State Health Insurance Scheme: With Premium Hiked Again, Number Of Beneficiaries Decrease
- Hits: 1294
13 May 2010
By Raakhi Jagga Abohar
THE health insurance scheme started by the state government under the aegis of Bhai Ghanaiya Sewa Society seems to be flawed.
It was first introduced in 2006 as Sanjivini Health Care for members of co–operative societies in villages, with an annual premium of Rs 330 and health cover of Rs 2 lakh per annum. Now, while the premium has been increased to Rs 2,215, the annual health cover has reduced to Rs 1.5 lakh.
As a result the number of beneficiaries have reduced from 5.9 lakh in 2006 to 2.82 lakh at present.
The premium was hiked from February this year and the new cards will be valid till January 31, 2011. With major hospitals includ ing DMCH and CMCH in Ludhiana and Fortis and Escorts in Amritsar excluded from the list of hospitals under the scheme, the beneficiaries have decreased.
Also, many applicants have still not received the health cards and at the same time many co–operative societies have received as many as three cards for one farmer.
Abohar MLA Sunil Jakhar said, “The scheme worked well till 2007 but was later discontinued.

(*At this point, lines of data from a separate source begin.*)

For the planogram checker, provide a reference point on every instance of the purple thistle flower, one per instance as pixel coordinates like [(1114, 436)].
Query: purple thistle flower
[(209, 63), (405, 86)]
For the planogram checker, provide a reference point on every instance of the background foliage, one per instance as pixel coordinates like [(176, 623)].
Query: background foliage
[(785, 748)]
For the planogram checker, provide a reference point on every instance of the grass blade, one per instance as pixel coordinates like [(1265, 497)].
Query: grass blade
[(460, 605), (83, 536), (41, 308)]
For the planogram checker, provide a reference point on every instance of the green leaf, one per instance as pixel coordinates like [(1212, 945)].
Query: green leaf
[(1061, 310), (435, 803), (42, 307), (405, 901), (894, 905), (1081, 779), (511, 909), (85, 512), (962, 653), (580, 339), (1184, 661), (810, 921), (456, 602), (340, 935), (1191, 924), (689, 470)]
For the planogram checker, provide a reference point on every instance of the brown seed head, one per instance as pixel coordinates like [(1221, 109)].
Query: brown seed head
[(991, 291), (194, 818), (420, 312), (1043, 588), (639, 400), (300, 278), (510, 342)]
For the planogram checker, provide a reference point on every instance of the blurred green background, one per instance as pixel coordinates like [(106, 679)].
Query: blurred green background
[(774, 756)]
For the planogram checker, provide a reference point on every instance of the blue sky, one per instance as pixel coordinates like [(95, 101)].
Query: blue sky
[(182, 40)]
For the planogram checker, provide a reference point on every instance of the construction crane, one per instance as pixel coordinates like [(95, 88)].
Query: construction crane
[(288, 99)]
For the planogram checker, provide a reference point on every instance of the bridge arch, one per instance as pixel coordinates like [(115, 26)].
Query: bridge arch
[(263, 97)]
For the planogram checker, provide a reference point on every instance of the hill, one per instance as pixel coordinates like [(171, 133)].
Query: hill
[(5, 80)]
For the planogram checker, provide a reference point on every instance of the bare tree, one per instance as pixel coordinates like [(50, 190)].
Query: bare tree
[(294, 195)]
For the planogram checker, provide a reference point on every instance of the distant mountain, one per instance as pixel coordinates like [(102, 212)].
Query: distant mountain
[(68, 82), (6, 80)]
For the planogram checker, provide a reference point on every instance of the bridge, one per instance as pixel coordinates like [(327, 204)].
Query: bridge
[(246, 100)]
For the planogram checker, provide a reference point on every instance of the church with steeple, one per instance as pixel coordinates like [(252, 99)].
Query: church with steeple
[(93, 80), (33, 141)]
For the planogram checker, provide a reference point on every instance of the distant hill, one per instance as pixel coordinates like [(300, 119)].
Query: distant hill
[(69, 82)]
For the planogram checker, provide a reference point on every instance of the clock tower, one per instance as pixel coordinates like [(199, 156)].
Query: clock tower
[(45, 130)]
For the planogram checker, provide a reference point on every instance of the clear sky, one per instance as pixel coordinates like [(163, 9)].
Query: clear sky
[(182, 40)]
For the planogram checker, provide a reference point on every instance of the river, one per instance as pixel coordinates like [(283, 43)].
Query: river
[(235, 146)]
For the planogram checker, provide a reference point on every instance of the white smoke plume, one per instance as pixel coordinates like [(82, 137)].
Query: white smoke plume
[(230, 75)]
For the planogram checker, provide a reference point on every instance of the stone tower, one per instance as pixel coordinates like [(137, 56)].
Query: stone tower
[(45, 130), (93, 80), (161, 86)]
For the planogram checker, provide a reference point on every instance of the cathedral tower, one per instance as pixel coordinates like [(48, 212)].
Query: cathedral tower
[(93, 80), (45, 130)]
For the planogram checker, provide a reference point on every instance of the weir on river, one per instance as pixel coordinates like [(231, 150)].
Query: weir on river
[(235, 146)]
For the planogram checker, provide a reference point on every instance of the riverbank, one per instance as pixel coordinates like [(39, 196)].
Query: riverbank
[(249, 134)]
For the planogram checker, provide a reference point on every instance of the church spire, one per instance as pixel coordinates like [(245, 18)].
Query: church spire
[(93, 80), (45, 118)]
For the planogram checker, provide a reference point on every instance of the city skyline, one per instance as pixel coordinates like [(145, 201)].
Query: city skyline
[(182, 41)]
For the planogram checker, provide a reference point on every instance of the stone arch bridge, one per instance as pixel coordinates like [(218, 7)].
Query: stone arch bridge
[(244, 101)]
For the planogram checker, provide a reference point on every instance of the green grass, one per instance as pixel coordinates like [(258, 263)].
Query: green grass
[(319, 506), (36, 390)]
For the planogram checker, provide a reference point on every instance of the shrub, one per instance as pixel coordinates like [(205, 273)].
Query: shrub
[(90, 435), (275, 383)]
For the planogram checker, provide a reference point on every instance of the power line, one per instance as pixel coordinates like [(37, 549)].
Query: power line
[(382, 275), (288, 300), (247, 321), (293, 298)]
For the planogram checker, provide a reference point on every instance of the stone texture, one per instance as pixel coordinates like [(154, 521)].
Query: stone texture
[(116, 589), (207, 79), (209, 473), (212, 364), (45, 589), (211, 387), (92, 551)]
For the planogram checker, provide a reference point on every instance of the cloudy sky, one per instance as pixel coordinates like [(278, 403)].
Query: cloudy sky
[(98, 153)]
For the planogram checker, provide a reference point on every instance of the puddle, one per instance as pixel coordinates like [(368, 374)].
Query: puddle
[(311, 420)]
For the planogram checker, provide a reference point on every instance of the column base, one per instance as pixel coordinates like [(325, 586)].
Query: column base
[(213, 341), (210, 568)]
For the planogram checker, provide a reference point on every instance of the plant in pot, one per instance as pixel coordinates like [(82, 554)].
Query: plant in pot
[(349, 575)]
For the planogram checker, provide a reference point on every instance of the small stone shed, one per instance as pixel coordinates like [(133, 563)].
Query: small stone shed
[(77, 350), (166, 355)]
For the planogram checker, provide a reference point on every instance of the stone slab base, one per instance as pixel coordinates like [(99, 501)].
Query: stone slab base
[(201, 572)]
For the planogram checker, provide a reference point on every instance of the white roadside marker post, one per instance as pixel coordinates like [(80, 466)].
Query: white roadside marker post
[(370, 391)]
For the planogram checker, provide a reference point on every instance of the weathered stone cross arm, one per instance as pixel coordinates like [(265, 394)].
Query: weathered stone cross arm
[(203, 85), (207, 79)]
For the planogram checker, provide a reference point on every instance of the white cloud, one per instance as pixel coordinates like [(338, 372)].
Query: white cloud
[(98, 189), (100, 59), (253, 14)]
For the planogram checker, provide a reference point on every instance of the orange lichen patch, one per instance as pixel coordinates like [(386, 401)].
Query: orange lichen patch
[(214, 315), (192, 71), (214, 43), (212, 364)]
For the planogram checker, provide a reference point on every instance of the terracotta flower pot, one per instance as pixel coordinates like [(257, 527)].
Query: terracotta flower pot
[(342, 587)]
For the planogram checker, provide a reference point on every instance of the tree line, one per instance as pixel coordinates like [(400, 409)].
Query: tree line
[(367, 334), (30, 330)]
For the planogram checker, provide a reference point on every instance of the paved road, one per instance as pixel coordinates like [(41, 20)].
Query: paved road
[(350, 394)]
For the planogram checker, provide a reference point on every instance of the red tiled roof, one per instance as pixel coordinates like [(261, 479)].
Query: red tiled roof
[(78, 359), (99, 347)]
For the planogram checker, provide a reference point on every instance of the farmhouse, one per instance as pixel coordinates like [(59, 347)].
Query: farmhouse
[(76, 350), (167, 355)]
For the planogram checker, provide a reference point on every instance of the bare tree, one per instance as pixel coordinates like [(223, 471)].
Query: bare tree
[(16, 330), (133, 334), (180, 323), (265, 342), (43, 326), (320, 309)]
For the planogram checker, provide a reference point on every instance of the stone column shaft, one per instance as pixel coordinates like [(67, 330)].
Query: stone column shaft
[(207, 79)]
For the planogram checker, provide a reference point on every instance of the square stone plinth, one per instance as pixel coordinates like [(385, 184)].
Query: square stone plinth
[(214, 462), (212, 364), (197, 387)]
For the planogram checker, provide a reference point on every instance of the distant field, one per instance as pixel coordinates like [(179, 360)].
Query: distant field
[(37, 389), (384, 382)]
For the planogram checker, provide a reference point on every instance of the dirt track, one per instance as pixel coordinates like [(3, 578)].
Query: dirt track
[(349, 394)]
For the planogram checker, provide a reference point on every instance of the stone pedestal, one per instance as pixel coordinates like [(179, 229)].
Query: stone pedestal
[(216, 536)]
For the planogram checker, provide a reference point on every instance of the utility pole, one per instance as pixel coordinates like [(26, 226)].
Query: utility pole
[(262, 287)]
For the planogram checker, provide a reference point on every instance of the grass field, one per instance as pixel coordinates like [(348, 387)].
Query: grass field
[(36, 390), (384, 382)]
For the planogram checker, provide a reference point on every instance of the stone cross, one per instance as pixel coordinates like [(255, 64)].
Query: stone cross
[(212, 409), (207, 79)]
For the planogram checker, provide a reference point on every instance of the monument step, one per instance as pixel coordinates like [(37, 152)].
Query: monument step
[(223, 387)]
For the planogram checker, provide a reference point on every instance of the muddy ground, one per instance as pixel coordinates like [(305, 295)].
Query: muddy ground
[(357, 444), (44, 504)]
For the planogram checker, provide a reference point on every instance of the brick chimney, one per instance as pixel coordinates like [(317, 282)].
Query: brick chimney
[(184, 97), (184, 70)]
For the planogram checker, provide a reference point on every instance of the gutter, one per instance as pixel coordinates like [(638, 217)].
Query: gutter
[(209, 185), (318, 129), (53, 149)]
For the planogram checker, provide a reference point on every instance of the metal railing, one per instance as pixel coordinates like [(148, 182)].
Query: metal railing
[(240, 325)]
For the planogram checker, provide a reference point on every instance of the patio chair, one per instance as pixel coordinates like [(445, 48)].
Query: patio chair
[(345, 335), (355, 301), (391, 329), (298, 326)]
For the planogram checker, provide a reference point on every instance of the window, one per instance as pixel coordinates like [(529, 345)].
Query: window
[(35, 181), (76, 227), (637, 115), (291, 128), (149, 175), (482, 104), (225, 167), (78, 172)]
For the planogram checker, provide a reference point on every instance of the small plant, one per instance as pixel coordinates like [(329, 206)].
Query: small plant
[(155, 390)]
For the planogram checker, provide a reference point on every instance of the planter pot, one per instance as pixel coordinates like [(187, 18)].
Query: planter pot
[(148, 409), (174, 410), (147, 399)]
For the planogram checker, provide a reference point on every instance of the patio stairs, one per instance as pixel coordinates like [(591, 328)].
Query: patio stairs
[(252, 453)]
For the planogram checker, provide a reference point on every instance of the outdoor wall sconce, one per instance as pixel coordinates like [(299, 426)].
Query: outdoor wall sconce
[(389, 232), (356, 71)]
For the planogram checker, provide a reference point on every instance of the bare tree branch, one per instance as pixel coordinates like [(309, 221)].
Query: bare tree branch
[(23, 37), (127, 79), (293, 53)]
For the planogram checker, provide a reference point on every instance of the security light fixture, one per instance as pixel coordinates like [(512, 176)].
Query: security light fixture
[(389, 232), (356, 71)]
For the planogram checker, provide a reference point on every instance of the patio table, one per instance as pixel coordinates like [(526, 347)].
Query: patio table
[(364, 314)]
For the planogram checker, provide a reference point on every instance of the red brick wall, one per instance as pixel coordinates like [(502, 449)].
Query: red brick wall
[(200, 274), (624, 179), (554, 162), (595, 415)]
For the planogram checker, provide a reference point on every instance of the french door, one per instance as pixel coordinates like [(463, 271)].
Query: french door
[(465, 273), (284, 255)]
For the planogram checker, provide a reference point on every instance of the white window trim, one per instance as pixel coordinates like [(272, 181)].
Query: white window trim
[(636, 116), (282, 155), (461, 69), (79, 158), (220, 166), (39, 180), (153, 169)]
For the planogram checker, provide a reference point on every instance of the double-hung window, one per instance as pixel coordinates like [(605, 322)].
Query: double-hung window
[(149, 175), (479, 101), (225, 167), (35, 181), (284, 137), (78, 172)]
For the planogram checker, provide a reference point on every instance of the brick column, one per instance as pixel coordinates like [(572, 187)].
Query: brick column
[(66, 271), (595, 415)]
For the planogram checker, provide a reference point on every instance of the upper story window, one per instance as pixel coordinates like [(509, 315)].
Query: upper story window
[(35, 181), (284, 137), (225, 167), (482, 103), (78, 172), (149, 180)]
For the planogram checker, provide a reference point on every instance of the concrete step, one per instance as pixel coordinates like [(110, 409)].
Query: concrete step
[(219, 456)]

It was re–started in 2009 but the premium for members was increased to Rs 1,401 per annum. It has been further increased now.” In 2009, the annual premium for dependents up to 55 years of age was Rs 141, for dependents between 55–70 years it was Rs 211 per annum and for those above
the age of 70 it was Rs 284.
Now, dependents of 45 years or less have to pay Rs 331 per annum, those in the 45–65 years age group have to shell out Rs 661 per annum and more than 65 years have to pay Rs 882 per annum.
Jakhar said, “ The government is charging exorbitant premium, In 2006, the rate of premium for two age groups was Rs 33 and Rs 50.” CEO of Bhai Ghanaiya Sewa Society K S Pal has a different story to tell. He said, “In 2006, when the scheme was started companies did not know what outcome to expect. We had paid them Rs 8 crore as premium while Rs 40 crore were spent for treatment under the scheme, leading to huge losses. In 2009, we decided to float tenders.
Though the companies hiked the
premiums, we chose the lowest amount. Even after paying Rs 32 core as premium they suffered losses as cashless treatment alone was for Rs 40 crore. So this time the companies have increased the premium again. Members have already availed cashless treatment worth Rs 7 crore.” Pal said anomalies in the cards are being corrected and even if someone has received more than one card, their ID number remains the same. He claimed that distribution of cards had been done in all societies.
Regarding the amount of health cover, he said, “We found that people availing facilities of more than 1.5 lakh per annum were not more than 50 in number and hence we reduced the cover amount.”